Food banks gather to "Put Queen's Park on Notice"

After years of raising the alarm about unprecedented levels of food insecurity, hundreds of people from food banks, meal programs and drop-in centres from across the GTA gathered outside the Legislative Assembly to "put Queen's Park on Notice" to freeze the rent, raise social assistance rates and increase minimum wage. 

"Every year at the food bank we release a report about record levels of food insecurity with clear policy recommendations and every year they're ignored," said Chiara Padovani, Senior Specialist of Advocacy and Community Engagement at North York Harvest Food Bank. "This year our food bank community wanted to try something different -- so that the people behind the numbers in our reports wouldn't go unnoticed." 

"People like me get notices all the time. Notice of late payment, notice of arrears, notice of layoff, notice of eviction -- even notice of insufficient funds when we try to pay our groceries" says Goldie Wallensky, a long time client and supporter of the Lawrence Heights Food Space. "But instead of fixing the cracks in the system that too many of us are falling through, our government has allowed them to grow even bigger.

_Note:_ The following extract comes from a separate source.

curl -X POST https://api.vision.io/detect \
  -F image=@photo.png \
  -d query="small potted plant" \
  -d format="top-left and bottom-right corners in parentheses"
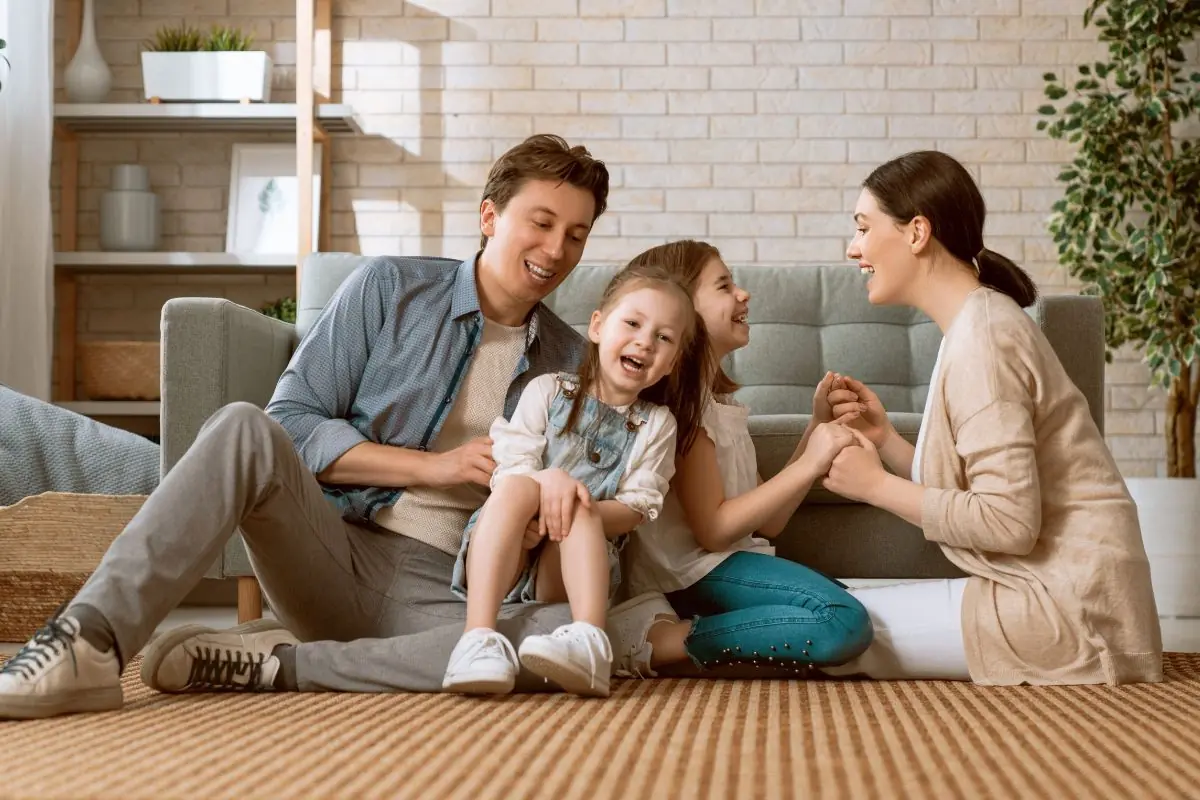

So today we're putting them on notice: We won't be ignored any longer."

Speakers from a wide coalition of food banks, tenant groups and community organizations stood before a life-size installation of the board game Snakes and Broken Ladders, each square representing a different crack in our crumbling social safety net. 

“Social assistance rates are too low to survive on,” said Claudia Calabro, Community Organizer at the Income Security Advocacy Centre (ISAC). “The provincial government is throwing crumbs at people on social assistance while acting like they’re providing a feast. We need honest policy changes that will put money directly into the pockets of people who need it most, and to stop punishing people who are already down on their luck by pushing them further into poverty.”

Eight buses full of people from different food banks and community organizations from across the GTA joined the crowd on the lawn of Queens Park. 

"I took the bus to Queens Park with a group of my neighbours from my building," says Patricia Scott, a long-time food bank volunteer and client. "We have to rely on the food bank because our rent is going up 3 times higher than our wages and our old age security. It's squeezing us dry."

As the crowd gathered on the lawn of Queens Park, Weston King Neighbourhood Centre handed out packed lunches. "We're bringing our daily meal service from our little neighbourhood of Weston to the front door of Queens Park today," says Monica Pierce, drop-in coordinator of WKNC. "It's important to our community to be here today."

Queen’s Park ON NOTICE was co-organized by North York Harvest Food Bank, ACORN Ontario, Campaign for Adequate Welfare and Disability Benefits, DJNO, Fair Rent Ontario, FMTA, Income Security Advocacy Centre, Justice For Workers, ODSP Action Coalition, Raise the Rates Coalition, Social Planning Toronto, York South-Weston Tenant Union, and the Weston King-Mount Dennis Neighbourhood Centre.